Does anyone know what solvent they were using? At one point, probably in early 1976, I took a sample of Liquid Paper thinner to my high school chemistry teacher, just out of curiosity, to see if he could figure out what it was. He revealed to me his pride and joy, an infrared spectrophotometer he kept in a room behind the lab. We ran a sample, but the resulting absorption curve wasn't anything he recognized, and we didn't pursue it any further. I'm sure it wasn't water, and I think he would have recognized carbon tetrachloride or something obvious like that, but that's about all the clues I have.

I never knew the story behind Liquid Paper, though, until now.


the original was just water based tempera paint. I'm not sure when, but definitely by the 70s, they reformulated it with trichloroethane as the solvent. In the 80s, that was replaced with naphtha.


Ah, thanks. Yes, trichloroethane makes sense.


Yes, probably one of the first intoxicants of some schoolkids - you'd get your face down low to concentrate and see where you were applying the stuff (Tippex in the UK, 1980s) and get a good nose-full.

That ranks along with "banda" toner from fresh duplicates. (https://en.m.wikipedia.org/wiki/Spirit_duplicator).


Graham died in 1980, but this obit was published yesterday because it's part of the NYT's project to write obits for "remarkable people" in the past (e.g. Ada Lovelace and Henrietta Lacks) who apparently died without note.

Not interested in getting into a gender bias/history debate (I think most of us can agree that there was inequality decades ago), but I was genuinely surprised that the NYT in 1980 wouldn't have written an obit for Graham at the time of her death. Her life has all the facets of a great interesting story, and she was wealthy in her own lifetime. And the newsroom then ran on typewriters, so it's not like Liquid Paper would've be an obscure topic.

Her story of invention is fascinating enough on its own -- a divorced single mother hacking something to make her job easier, reading books on her own to learn the chemistry, implementing it in her kitchen at night, then getting fired when her boss finds out she has a side-gig. But even more remarkable, she actually succeeded. Unlike a lot of inventors, she got to reap the benefits of her hard work and brilliance, including owning her own company (even fighting off her ex-husband's attempt to steal it) and becoming wealthy. That her death wouldn't be noticeable for an obit (again, at a newspaper that has thousands of typewriters) is really surprising even if you think 1980 had the same social standards as 1930.

FWIW, Wikipedia has had an entry for her since 2004: https://en.wikipedia.org/wiki/Bette_Nesmith_Graham


it's exhausting just reading, I'd really like to know what she was thinking in her mind..


This is such a great example of why arts and sciences ought to interact more.

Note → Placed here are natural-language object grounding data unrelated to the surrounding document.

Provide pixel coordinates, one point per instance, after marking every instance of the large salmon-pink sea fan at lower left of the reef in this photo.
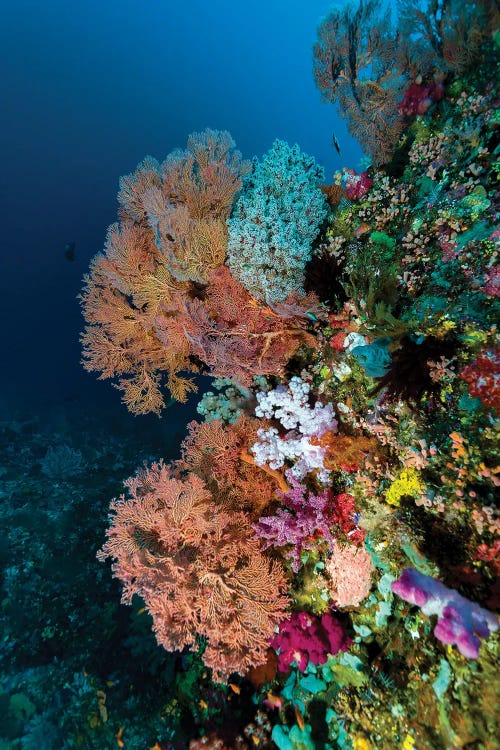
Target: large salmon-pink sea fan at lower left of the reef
(197, 568)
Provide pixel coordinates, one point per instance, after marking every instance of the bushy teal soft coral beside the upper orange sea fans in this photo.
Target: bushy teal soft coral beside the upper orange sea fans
(274, 223)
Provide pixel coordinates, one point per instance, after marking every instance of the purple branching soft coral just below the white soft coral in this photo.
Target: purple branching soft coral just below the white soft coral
(312, 518)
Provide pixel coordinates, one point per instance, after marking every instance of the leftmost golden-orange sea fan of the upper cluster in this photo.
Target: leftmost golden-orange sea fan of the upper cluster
(120, 299)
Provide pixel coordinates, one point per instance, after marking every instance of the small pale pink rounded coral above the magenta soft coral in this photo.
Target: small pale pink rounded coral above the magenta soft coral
(349, 569)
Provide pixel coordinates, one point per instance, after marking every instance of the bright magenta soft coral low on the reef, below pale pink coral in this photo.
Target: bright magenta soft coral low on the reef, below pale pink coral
(304, 637)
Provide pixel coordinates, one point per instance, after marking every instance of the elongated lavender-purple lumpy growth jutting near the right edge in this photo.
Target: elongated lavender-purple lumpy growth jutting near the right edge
(460, 621)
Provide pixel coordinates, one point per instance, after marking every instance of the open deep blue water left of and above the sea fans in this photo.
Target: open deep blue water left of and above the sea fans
(88, 90)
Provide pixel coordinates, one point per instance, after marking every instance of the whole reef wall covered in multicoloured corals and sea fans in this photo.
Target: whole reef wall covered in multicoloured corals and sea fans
(325, 550)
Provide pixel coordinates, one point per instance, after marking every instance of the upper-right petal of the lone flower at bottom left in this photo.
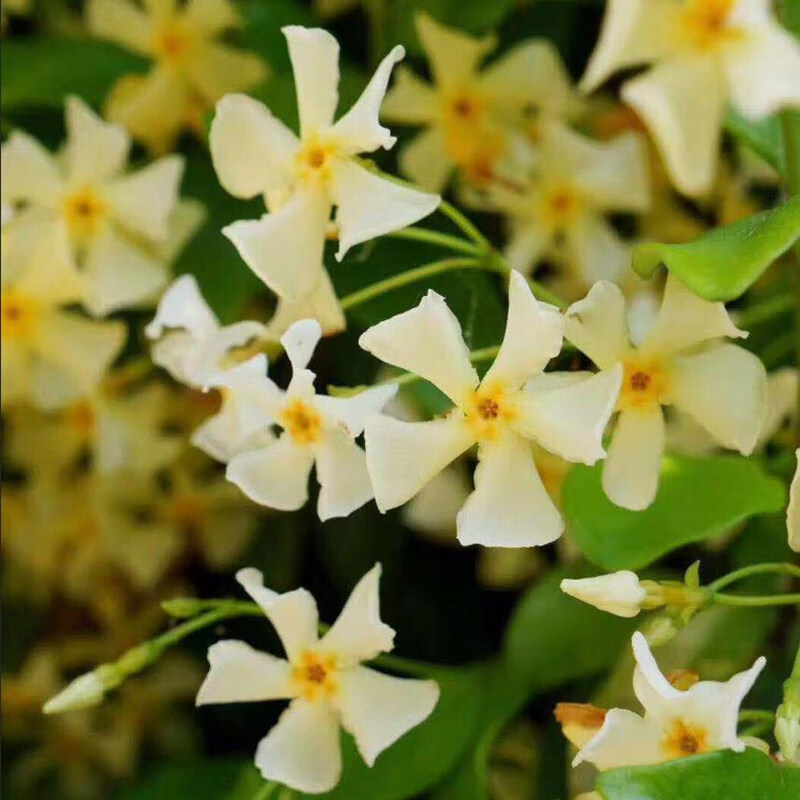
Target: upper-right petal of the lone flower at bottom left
(358, 633)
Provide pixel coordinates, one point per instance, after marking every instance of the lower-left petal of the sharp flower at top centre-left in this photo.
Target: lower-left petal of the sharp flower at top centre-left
(285, 248)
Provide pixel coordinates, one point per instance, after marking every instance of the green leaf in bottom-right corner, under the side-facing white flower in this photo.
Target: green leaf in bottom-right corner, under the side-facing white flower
(751, 775)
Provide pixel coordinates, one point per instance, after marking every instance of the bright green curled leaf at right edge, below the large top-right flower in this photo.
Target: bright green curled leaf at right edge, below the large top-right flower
(723, 263)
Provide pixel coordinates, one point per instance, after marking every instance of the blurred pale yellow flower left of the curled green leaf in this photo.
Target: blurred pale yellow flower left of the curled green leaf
(559, 212)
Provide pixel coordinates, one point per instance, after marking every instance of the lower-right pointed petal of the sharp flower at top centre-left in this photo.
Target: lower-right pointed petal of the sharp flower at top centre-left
(369, 205)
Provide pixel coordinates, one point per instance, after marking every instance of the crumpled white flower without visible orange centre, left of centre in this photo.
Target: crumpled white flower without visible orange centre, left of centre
(190, 343)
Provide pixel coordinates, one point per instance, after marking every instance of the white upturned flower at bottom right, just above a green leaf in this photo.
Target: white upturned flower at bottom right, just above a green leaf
(675, 723)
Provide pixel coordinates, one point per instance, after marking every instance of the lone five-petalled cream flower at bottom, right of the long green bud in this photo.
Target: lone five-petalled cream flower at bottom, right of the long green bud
(325, 680)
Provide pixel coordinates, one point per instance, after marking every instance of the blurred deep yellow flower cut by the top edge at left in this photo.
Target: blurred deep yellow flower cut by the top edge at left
(192, 68)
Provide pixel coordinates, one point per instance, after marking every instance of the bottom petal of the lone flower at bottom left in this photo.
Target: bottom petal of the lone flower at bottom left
(302, 750)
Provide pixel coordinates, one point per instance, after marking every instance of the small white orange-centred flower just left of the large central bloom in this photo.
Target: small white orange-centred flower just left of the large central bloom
(317, 429)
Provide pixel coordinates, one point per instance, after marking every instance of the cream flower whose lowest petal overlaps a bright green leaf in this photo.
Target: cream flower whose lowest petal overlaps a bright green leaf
(682, 362)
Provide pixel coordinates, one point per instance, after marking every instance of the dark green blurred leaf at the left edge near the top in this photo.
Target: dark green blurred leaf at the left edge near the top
(41, 72)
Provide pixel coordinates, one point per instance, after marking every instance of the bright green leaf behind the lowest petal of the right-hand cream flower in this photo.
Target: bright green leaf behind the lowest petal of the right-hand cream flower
(698, 498)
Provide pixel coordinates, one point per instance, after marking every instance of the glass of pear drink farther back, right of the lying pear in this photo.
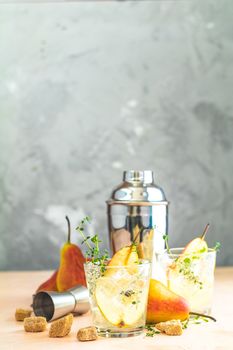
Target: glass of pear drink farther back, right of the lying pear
(189, 272)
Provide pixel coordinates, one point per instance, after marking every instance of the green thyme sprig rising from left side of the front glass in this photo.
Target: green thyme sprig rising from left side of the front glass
(97, 256)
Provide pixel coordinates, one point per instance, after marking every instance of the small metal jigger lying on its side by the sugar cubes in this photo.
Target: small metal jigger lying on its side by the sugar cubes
(53, 305)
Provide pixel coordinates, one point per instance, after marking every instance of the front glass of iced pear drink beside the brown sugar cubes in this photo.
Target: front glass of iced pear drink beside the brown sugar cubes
(118, 296)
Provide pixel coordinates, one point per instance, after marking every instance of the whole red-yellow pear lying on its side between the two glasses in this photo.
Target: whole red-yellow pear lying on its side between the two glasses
(164, 305)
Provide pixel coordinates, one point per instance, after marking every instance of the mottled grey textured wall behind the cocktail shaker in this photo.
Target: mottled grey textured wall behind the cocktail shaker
(90, 89)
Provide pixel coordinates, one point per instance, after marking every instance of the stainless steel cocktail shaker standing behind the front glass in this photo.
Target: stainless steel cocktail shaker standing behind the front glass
(138, 211)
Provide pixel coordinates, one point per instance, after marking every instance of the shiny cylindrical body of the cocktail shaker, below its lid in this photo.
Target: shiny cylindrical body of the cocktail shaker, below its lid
(142, 224)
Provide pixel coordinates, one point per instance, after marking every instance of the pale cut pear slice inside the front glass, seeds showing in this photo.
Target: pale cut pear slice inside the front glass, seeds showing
(121, 307)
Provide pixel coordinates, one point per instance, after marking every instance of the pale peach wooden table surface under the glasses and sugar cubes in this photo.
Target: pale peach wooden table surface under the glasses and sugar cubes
(16, 289)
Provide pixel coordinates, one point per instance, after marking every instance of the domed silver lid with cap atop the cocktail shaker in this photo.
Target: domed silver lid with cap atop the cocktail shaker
(138, 186)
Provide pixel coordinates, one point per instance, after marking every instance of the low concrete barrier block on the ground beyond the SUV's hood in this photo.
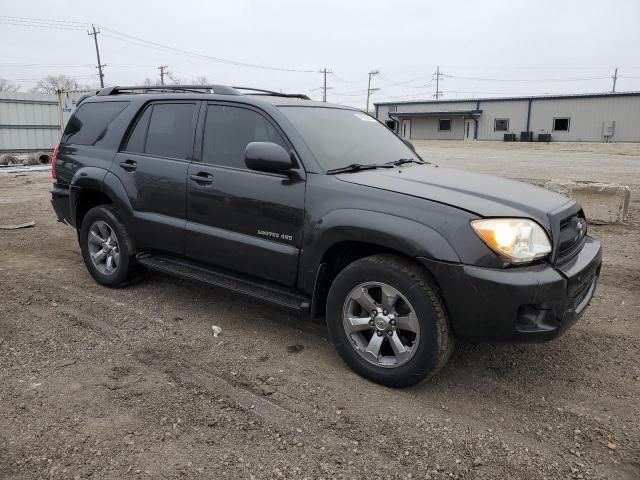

I wonder how many people reading this know what Liquid Paper is before reading the article? :-/


I'm old enough to have been in high school when more people took typing class than took one with computers; I'd be surprised if there were more than 20 computers in the entire school.

Wite-Out was a great product, didn't know about Liquid Paper.


Her son, Michael Nesmith, was in the Monkees.


Raise your hand if you're old enough to remember either Michael Nesmith or Liquid Paper.

I don't remember where I first heard that bit of trivia, but it sure is interesting.


It's a great American success story.

It's also one of those inventions that seems so obvious in hindsight.


Overlooked? The fact that Bette Nesmith Graham invented Liquid Paper has been a staple of trivia for ever. In part because of her famous son.

The story starts from a biased almost sexism-baiting opening line "obituaries in The New York Times have been dominated by white men". Perhaps the New York Times didn't write an obituary, but the rest of the world knew who she was. This is aside from the fact that there are certainly white men who they probably overlooked as well.


Other than she was her famous son's mother and the bare fact that she invented the stuff, did you know anything about her remarkable story? I didn't.

The NYT's mission here is to correct what it sees as its own previous omissions. Whether many other outlets wrote obituaries at the time is hardly the issue.


Obituaries are more detailed than summing someone's life up as a trivia question.